Years of praying toward the Western Wall— of staring at photos of soldiers and men in prayer shawls weeping at its ancient stones— have given way to disappointment.
The first thing that strikes you is the stench— the dirt, the unwashed streets, and the piles of uncollected refuse that litters the streets of East Jerusalem and the Old City. I have gone back to my township days in South Africa— To Soweto, to Dobsonville, to Snake Park. This holy city is a third world slum.
Of course, it isn’t all like this;
I made the mistake of avoiding the birthright programs and whistle-stop bus rides that hurry old Americans and bleary-eyed penitents from the sanitized end of town.
I have walked instead along Saladin Street, through El-Wad, and the dingy avenues of the Muslim and Christian Quarters—small doors with damp, darkened rooms, jackknifing higgledy-piggledy in the shadows, while above them television aerials like metal trees strain skywards, desperately trying to grow toward the light.

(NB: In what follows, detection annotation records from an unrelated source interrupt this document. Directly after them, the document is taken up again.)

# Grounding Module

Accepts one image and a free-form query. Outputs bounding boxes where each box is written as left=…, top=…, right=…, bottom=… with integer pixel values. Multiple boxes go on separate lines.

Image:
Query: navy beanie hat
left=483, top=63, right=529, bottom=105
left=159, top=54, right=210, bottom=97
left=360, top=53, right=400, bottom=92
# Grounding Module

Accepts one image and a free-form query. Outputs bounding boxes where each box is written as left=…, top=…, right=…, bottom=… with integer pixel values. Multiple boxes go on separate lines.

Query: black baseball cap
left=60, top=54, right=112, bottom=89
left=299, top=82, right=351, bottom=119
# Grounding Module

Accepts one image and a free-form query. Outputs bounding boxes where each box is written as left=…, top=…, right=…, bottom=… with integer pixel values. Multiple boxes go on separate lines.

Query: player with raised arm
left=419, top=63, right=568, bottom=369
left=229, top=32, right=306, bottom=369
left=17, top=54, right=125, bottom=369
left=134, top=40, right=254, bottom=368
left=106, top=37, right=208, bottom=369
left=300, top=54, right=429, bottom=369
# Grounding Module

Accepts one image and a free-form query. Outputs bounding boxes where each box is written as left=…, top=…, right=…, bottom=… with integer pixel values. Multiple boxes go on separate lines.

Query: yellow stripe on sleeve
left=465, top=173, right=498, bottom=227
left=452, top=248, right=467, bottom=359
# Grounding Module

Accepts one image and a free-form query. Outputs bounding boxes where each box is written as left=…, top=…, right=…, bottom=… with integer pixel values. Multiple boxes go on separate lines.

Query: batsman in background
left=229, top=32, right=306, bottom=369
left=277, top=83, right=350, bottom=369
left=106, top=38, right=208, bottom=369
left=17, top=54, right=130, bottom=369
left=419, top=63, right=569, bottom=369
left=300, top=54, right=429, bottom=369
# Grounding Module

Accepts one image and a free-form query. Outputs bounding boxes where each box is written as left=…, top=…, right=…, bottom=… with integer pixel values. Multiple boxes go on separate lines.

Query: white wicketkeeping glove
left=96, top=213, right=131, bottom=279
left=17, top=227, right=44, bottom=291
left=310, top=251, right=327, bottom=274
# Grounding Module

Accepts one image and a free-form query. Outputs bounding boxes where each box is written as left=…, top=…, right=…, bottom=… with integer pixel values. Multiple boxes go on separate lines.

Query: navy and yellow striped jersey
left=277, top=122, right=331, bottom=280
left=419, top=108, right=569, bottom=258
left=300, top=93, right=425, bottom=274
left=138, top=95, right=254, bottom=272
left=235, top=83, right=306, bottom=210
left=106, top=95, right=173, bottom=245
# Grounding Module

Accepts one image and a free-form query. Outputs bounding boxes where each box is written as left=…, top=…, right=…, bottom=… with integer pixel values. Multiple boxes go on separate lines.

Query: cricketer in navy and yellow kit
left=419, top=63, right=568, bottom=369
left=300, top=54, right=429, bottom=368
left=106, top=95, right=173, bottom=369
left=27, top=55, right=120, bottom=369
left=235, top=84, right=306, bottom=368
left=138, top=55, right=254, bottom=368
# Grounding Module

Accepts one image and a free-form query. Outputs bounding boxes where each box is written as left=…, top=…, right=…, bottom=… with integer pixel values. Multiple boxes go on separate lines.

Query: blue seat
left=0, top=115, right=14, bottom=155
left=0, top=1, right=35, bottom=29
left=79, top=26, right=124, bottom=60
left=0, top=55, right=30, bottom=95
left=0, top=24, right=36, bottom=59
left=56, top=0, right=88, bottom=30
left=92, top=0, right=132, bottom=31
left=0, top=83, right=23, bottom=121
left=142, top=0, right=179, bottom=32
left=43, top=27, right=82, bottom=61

But this squalor is not racist; it is not unequal— As I trudge back through the religious ghetto of Mea She’arim, two black crows eye me suspiciously, pecking at the rancid poverty on the streets, while standardized men in dark attire, like Oompa Loompas scurry back and forth with concentrated purpose.
Tomorrow, I will hire a car and leave the city— explore some other part of this ancient land and the home of my people. I will leave behind the tour guides who force themselves upon you and rob you blind for the courtesy of advising you which corner to turn. I will cross to the other side of the road and steel my nerves against the terrifying rush of Israeli traffic and its flagrant disregard for life.